I spent 5 hours cleaning the first floor of my house this past Monday. No, I don’t clean my house like this every week. It’s just that I hadn’t cleaned my house since before Christmas. As you all know from this post — Manual Labor Was Invented by the Devil — I am not a fan. But it was getting pretty nasty in here so if I didn’t want a divorce, I figured I should probably do something about the dust monsters under the couch and the Christmas tree needles, well….everywhere.
You know that feeling when you have completed the task of scrubbing down your house? It feels really good. But if anyone comes in here and walks around on the floor or messes up the soap dish, you want to kill them.
Every Monday night I get together with some friends. I know. It’s great. I highly recommend it. I left at 7:30 and got home at around midnight. It was pretty late, so I went straight to bed. When I came downstairs to help the kid with breakfast the next morning, this is what greets me:
Let’s see…I was gone 4.5 hours. When I left, there were 2 people in this house and 0 items in the sink.
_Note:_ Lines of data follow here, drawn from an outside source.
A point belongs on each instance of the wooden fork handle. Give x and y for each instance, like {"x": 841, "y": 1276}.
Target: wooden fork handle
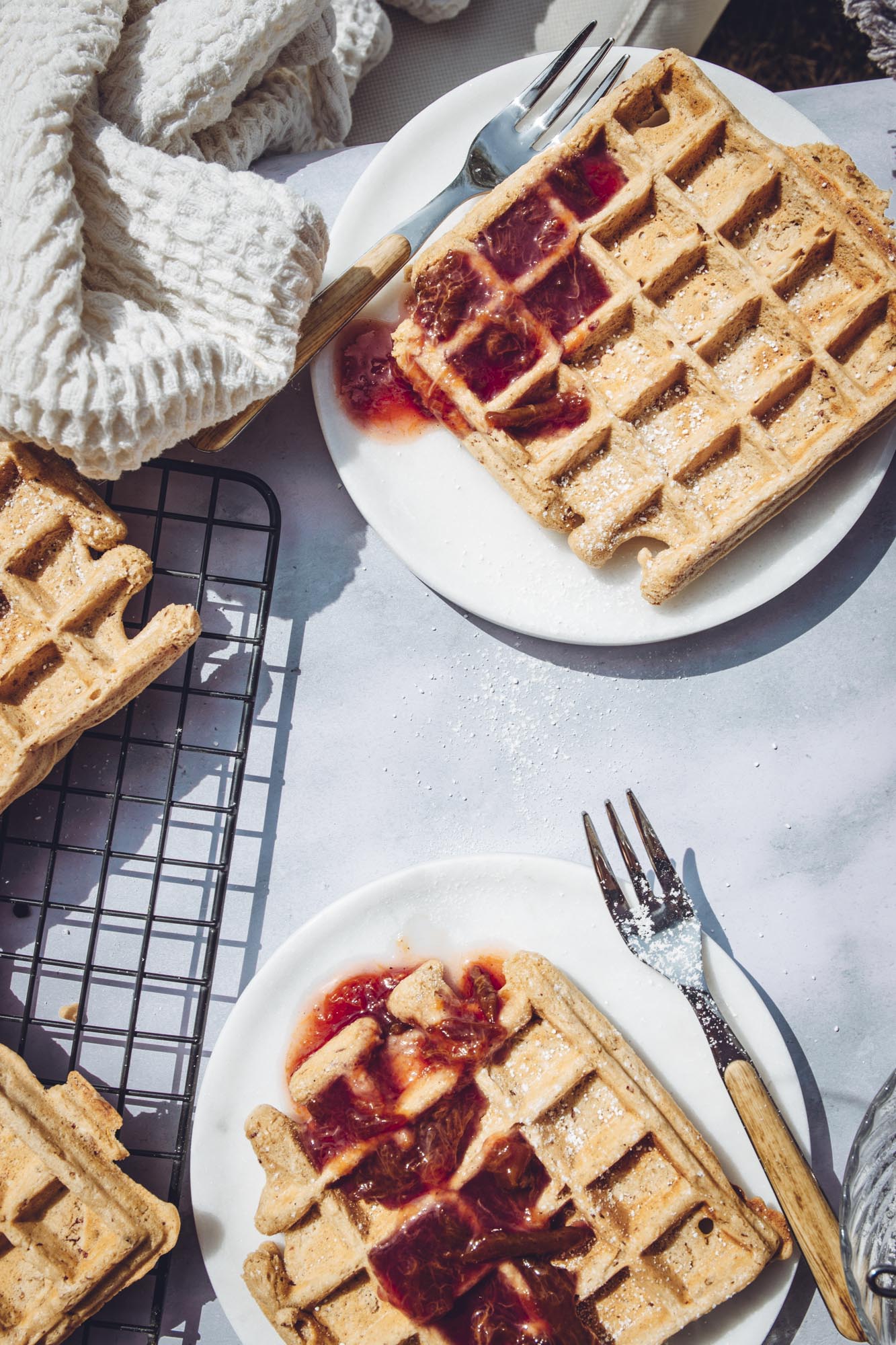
{"x": 327, "y": 314}
{"x": 809, "y": 1215}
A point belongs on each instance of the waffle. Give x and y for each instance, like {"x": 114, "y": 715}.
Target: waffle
{"x": 73, "y": 1229}
{"x": 682, "y": 348}
{"x": 65, "y": 660}
{"x": 671, "y": 1238}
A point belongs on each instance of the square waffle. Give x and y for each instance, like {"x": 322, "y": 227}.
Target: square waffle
{"x": 75, "y": 1230}
{"x": 667, "y": 1235}
{"x": 65, "y": 580}
{"x": 667, "y": 328}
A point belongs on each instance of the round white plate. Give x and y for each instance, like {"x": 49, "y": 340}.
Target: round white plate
{"x": 444, "y": 516}
{"x": 451, "y": 910}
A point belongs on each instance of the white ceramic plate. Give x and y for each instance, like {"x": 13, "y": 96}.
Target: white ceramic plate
{"x": 451, "y": 910}
{"x": 455, "y": 528}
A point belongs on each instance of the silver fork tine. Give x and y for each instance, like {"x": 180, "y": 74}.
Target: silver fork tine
{"x": 604, "y": 87}
{"x": 563, "y": 102}
{"x": 638, "y": 878}
{"x": 530, "y": 96}
{"x": 614, "y": 898}
{"x": 677, "y": 900}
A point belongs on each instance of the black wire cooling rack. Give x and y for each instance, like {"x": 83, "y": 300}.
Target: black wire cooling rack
{"x": 114, "y": 871}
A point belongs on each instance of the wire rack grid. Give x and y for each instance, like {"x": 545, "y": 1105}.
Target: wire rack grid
{"x": 114, "y": 871}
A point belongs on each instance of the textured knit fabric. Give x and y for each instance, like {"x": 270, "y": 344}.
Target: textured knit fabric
{"x": 149, "y": 286}
{"x": 877, "y": 21}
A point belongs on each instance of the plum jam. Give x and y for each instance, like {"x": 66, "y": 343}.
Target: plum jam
{"x": 442, "y": 1262}
{"x": 588, "y": 182}
{"x": 442, "y": 1253}
{"x": 541, "y": 420}
{"x": 494, "y": 1313}
{"x": 364, "y": 1105}
{"x": 505, "y": 349}
{"x": 568, "y": 294}
{"x": 521, "y": 237}
{"x": 373, "y": 391}
{"x": 447, "y": 295}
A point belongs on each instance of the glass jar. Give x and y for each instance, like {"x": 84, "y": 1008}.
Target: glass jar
{"x": 868, "y": 1219}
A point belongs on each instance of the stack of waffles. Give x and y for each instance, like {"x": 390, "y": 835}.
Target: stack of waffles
{"x": 65, "y": 660}
{"x": 665, "y": 329}
{"x": 667, "y": 1238}
{"x": 75, "y": 1230}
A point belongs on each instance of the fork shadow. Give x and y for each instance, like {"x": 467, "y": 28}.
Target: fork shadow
{"x": 803, "y": 1288}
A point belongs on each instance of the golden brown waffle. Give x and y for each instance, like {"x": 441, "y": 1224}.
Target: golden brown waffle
{"x": 745, "y": 344}
{"x": 671, "y": 1237}
{"x": 75, "y": 1230}
{"x": 65, "y": 660}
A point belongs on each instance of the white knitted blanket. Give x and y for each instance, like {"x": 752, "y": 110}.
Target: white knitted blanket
{"x": 149, "y": 286}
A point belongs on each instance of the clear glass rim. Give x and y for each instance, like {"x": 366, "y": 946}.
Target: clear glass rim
{"x": 858, "y": 1292}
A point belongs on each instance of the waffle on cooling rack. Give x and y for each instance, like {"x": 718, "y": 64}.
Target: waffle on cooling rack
{"x": 666, "y": 329}
{"x": 551, "y": 1188}
{"x": 65, "y": 660}
{"x": 75, "y": 1230}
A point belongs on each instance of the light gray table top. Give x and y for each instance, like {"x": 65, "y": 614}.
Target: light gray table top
{"x": 395, "y": 728}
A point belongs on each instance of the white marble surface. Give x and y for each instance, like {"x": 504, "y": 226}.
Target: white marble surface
{"x": 393, "y": 728}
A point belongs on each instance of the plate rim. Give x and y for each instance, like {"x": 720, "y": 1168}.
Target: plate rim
{"x": 333, "y": 915}
{"x": 451, "y": 590}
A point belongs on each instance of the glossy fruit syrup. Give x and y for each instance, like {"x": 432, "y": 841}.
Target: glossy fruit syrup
{"x": 442, "y": 1264}
{"x": 587, "y": 184}
{"x": 517, "y": 241}
{"x": 506, "y": 348}
{"x": 364, "y": 1105}
{"x": 448, "y": 294}
{"x": 373, "y": 389}
{"x": 569, "y": 293}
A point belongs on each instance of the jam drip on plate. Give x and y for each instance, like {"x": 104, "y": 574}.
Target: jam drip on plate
{"x": 520, "y": 239}
{"x": 364, "y": 1105}
{"x": 588, "y": 182}
{"x": 568, "y": 294}
{"x": 373, "y": 391}
{"x": 447, "y": 295}
{"x": 443, "y": 1261}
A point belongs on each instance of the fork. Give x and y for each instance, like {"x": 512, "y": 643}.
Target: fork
{"x": 499, "y": 149}
{"x": 665, "y": 934}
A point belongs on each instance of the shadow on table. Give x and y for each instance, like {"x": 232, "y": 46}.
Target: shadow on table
{"x": 803, "y": 1288}
{"x": 751, "y": 637}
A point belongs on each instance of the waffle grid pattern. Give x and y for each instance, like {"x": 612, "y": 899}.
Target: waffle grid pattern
{"x": 748, "y": 340}
{"x": 114, "y": 871}
{"x": 671, "y": 1238}
{"x": 65, "y": 660}
{"x": 75, "y": 1230}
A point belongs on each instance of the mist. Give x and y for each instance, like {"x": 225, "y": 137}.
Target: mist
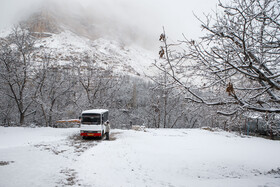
{"x": 131, "y": 21}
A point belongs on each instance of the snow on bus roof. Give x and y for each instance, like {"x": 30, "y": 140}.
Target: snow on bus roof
{"x": 96, "y": 111}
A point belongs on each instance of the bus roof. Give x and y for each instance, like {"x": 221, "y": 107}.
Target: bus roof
{"x": 95, "y": 111}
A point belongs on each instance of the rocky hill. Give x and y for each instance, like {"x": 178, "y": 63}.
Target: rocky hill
{"x": 72, "y": 38}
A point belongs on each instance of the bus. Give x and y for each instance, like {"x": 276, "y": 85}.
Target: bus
{"x": 93, "y": 122}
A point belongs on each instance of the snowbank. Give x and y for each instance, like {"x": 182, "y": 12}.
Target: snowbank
{"x": 156, "y": 157}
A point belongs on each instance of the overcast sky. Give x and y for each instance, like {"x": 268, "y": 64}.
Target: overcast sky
{"x": 147, "y": 16}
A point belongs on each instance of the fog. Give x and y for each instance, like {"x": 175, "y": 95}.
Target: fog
{"x": 132, "y": 21}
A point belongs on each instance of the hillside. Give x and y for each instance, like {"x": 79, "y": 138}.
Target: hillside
{"x": 70, "y": 38}
{"x": 157, "y": 157}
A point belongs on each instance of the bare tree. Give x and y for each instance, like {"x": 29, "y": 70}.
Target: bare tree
{"x": 16, "y": 72}
{"x": 238, "y": 59}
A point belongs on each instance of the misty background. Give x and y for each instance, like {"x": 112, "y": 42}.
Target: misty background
{"x": 131, "y": 21}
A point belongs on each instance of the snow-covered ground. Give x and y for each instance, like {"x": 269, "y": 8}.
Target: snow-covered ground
{"x": 157, "y": 157}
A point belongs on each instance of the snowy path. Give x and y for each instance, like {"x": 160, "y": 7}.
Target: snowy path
{"x": 164, "y": 157}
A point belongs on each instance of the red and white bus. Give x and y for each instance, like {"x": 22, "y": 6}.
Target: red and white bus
{"x": 93, "y": 122}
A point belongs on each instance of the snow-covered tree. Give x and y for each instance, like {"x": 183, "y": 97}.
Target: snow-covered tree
{"x": 237, "y": 61}
{"x": 16, "y": 73}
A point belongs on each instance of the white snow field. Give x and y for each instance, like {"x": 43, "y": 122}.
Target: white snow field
{"x": 158, "y": 157}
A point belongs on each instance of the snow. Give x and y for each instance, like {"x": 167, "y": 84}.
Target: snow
{"x": 155, "y": 157}
{"x": 68, "y": 47}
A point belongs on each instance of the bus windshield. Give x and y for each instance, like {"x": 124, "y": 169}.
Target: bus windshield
{"x": 91, "y": 119}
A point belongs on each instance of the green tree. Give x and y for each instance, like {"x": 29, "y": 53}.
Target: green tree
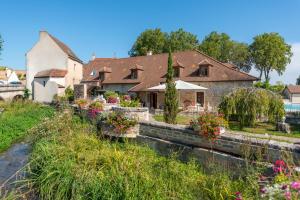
{"x": 248, "y": 105}
{"x": 298, "y": 81}
{"x": 270, "y": 52}
{"x": 1, "y": 44}
{"x": 181, "y": 40}
{"x": 150, "y": 40}
{"x": 221, "y": 47}
{"x": 171, "y": 100}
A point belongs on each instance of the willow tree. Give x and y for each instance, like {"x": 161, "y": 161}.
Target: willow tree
{"x": 251, "y": 104}
{"x": 171, "y": 100}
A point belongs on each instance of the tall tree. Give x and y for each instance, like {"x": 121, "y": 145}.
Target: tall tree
{"x": 171, "y": 100}
{"x": 298, "y": 81}
{"x": 221, "y": 47}
{"x": 1, "y": 44}
{"x": 270, "y": 52}
{"x": 181, "y": 40}
{"x": 150, "y": 40}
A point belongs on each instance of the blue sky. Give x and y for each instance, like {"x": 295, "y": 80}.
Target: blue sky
{"x": 108, "y": 27}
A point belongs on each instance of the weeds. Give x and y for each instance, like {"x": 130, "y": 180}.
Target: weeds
{"x": 70, "y": 162}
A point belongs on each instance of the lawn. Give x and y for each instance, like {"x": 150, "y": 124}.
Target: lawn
{"x": 17, "y": 118}
{"x": 263, "y": 128}
{"x": 70, "y": 161}
{"x": 180, "y": 119}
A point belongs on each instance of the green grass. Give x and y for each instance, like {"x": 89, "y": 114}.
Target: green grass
{"x": 263, "y": 128}
{"x": 17, "y": 118}
{"x": 69, "y": 161}
{"x": 180, "y": 119}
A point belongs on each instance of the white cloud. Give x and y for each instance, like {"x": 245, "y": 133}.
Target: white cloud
{"x": 292, "y": 70}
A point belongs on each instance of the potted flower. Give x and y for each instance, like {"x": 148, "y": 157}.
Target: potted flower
{"x": 81, "y": 103}
{"x": 210, "y": 125}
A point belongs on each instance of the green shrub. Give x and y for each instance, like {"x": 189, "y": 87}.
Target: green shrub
{"x": 70, "y": 162}
{"x": 120, "y": 122}
{"x": 111, "y": 94}
{"x": 130, "y": 103}
{"x": 17, "y": 118}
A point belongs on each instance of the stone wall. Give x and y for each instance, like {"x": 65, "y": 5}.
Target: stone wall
{"x": 236, "y": 145}
{"x": 79, "y": 92}
{"x": 139, "y": 113}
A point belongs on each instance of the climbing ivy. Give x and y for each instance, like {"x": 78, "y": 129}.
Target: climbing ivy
{"x": 248, "y": 105}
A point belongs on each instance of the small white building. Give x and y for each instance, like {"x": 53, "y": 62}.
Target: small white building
{"x": 8, "y": 76}
{"x": 292, "y": 93}
{"x": 51, "y": 67}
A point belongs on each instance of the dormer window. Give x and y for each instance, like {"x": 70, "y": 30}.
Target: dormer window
{"x": 134, "y": 74}
{"x": 101, "y": 76}
{"x": 176, "y": 72}
{"x": 136, "y": 71}
{"x": 178, "y": 67}
{"x": 104, "y": 73}
{"x": 203, "y": 70}
{"x": 93, "y": 73}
There are now 2 plates, 2 bowls, 6 glasses/cups, 1 pot, 1 spoon, 2 forks, 2 knives, 1 measuring cup, 1 wooden spoon, 1 rubber spatula, 1 serving spoon, 1 strainer, 1 pan from the toaster oven and 1 sink strainer basket that has mac & cheese, tomato pieces and strawberries in it.
There is actually an allergy to dishwashing machines. Yup. I looked it up. Apparently it has struck 2 of the 3 people living here. Hmmm. I guess I shouldn’t complain. These DID make it into the sink. And that counts for something, right? RIGHT?